Étiquette : Joël Leick


  • Joël Vernet, L’oubli est une tache dans le ciel

    par Angèle Paoli

    Joël Vernet, L’oubli est une tache dans le ciel,
    éditions Fata Morgana, 2020.
    Dessins de Joël Leick.



    Lecture d’Angèle Paoli


    L’INFIME BRUISSEMENT DU TEXTE





    Je lis un ouvrage dont l’auteur est actuellement hors d’atteinte. Les textes rassemblés sous le titre L’oubli est une tache dans le ciel sont pourtant bien les siens. De très belles proses poétiques qu’accompagnent des dessins de Joël Leick. Des dessins comme des bulles. Des bulles d’air ou d’eau, d’une légèreté translucide, traversées de branches brindilles feuilles et traces. Traversées de silence. Comme les proses. Poète et peintre sont en symbiose parfaite. Tout vibre dans ce très bel ouvrage édité par Fata Morgana.

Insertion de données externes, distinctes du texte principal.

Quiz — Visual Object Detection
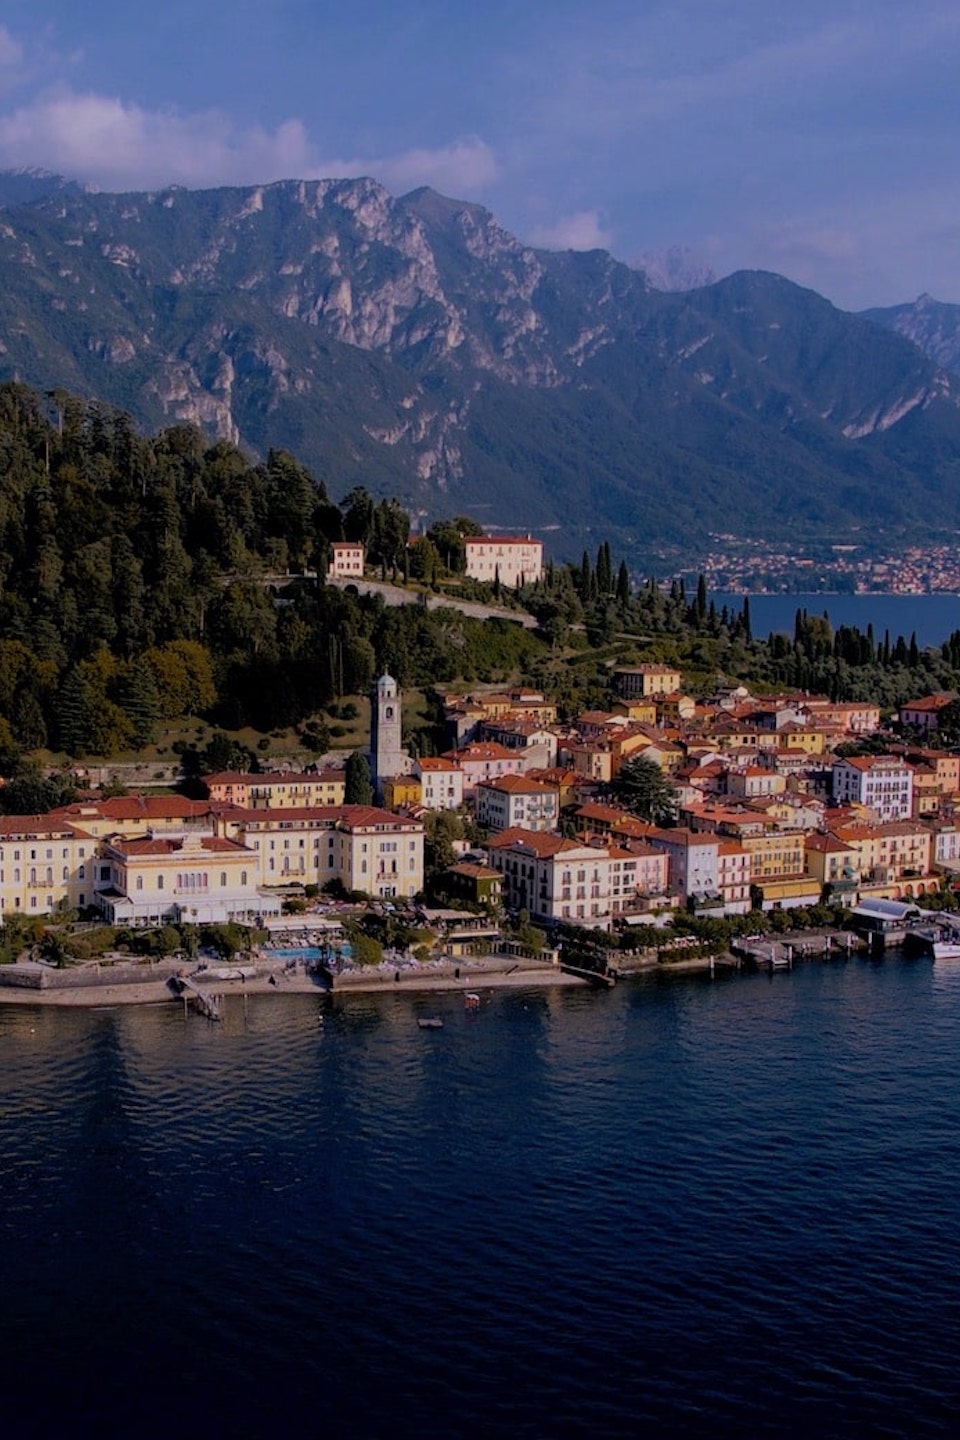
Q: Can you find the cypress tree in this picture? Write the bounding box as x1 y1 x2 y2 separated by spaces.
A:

    Il n’est qu’à parcourir les titres que le poète a choisis pour ces proses et de les relier aux titres des nombreux ouvrages déjà écrits et publiés pour reconnaître une présence. Discrète. Lovée à travers quelques mots fondateurs, des mots très simples, souvent les mêmes. Maison / Jardin / Sous-bois / Libellule / Merle / Mante religieuse / Lézard / Papillon / Chat / Tilleul / Herbes / Lumière / Noir / Neige / Silence / Oubli / Rumeur / Lettre / Signe / Sable… Des mots qui parlent déjà du poète. De Joël Vernet. Qui, en quelque sorte, le résument. Je lis ces proses, je les savoure. Je me perds dans les chemins, je me perds dans les hautes herbes. M’interromps un instant au seuil d’une maison isolée, livrée à la lumière éclatante de l’été et scintillante de neige l’hiver. Et je l’imagine, lui, le poète. Je le retrouve tel que je l’ai laissé après ma lecture des Carnets du lent chemin. Je le retrouve à l’identique. Pourtant ici, dans ce nouveau recueil qui vient de me parvenir en son absence, il n’y a ni dates ni noms de lieux. Tout ancrage spatio-temporel s’est estompé. Demeurent les collines et les crêtes, les sentes que le marcheur arpente, méditant sur le temps qui passe et sur ce qui le fait vivre, lui, le rêveur, le nomade infatigable. Ce qui le fait vivre ? Presque rien. Trois fois rien. Une mante religieuse, un papillon élégiaque, un chat paresseux et doux, un lézard égaré dans la maison et dont il se sent si proche :

    « N’es-tu pas ce frêle lézard pris au piège, celui qui est allé ici et là, abandonnant son père, sa mère, ses paysages par idiotie pour se lancer dans l’aventure ? Un piège s’est refermé sur toi… ».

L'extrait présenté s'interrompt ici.